Lancée en marge de l’ouverture du sommet de Davos, le forum économique mondial, les objectifs sont clairs : 

  • révoquer les clauses d’arbitrage entre investisseurs et États dans les traités existants ou en cours de négociation ;
  • s'appuyer les négociations et la ratification d’un traité onusien sur les multinationales et les droits humains, ainsi qu'adopter une directive européenne sur le devoir de vigilance.

Plus de 3 400 traités et accords protègent en effet les investissements des multinationales tandis qu'aucun texte international juridiquement contraignant ne garantit le respect des droits humains et de l'environnement par les multinationales. Il est temps d'inverser cette tendance et de mettre fin à l’impunité dans laquelle ces entreprises opèrent en les rendant juridiquement responsables des impacts de leurs activités, ainsi que de ceux de leur filiales, fournisseurs et sous-traitants. Cela permettra de donner accès à la justice aux travailleur.e.s et communautés affectés dans le monde entier.

Des droits exorbitants accordés aux investisseurs

L’arbitrage investisseur-Etat permet aux investisseurs d’attaquer en justice des Etats par l’intermédiaire d’un système de justice parallèle. Aucun domaine n’est épargné par les entreprises et les investisseurs qui l’utilisent notamment pour remettre en cause des politiques publiques d’intérêt général relatives à la santé, la fiscalité, l’environnement, etc.

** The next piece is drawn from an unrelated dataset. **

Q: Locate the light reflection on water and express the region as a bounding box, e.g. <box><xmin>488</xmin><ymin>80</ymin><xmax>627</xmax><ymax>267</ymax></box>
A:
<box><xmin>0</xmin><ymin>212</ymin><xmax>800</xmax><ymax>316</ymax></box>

Ce mécanisme très controversé a été au cœur des mouvements de contestation massifs contre le TAFTA et le CETA. Malgré cette vague sans précédent de mobilisation, l’Union européenne promeut l’insertion d’un tel mécanisme dans un grand nombre d’accords en préparation (avec le Canada, le Japon, Singapour, le Vietnam, etc.). Elle œuvre également en faveur d’un projet de Cour multilatérale d’investissement (MIC, pour Multilateral Investment Court, en anglais) pour relégitimer l’arbitrage et étendre encore davantage les droits exorbitants accordés aux investisseurs.

Rendre les multinationales juridiquement responsables

Le 27 mars 2017, la France a promulgué la « loi relative au devoir de vigilance des sociétés mères et des entreprises donneuses d’ordre », dite « loi sur le devoir de vigilance ». Cette loi marque une étape historique dans la protection des droits humains et de l’environnement en imposant aux entreprises françaises une obligation de prévenir les atteintes aux droits humains et à l’environnement pouvant résulter de leurs activités et celles de leurs filiales, fournisseurs et sous-traitants de par le monde. Il faut maintenant veiller à ce que cette loi soit appliquée, et qu’elle soit étendue, en Europe, et à travers un traité des Nations unies. 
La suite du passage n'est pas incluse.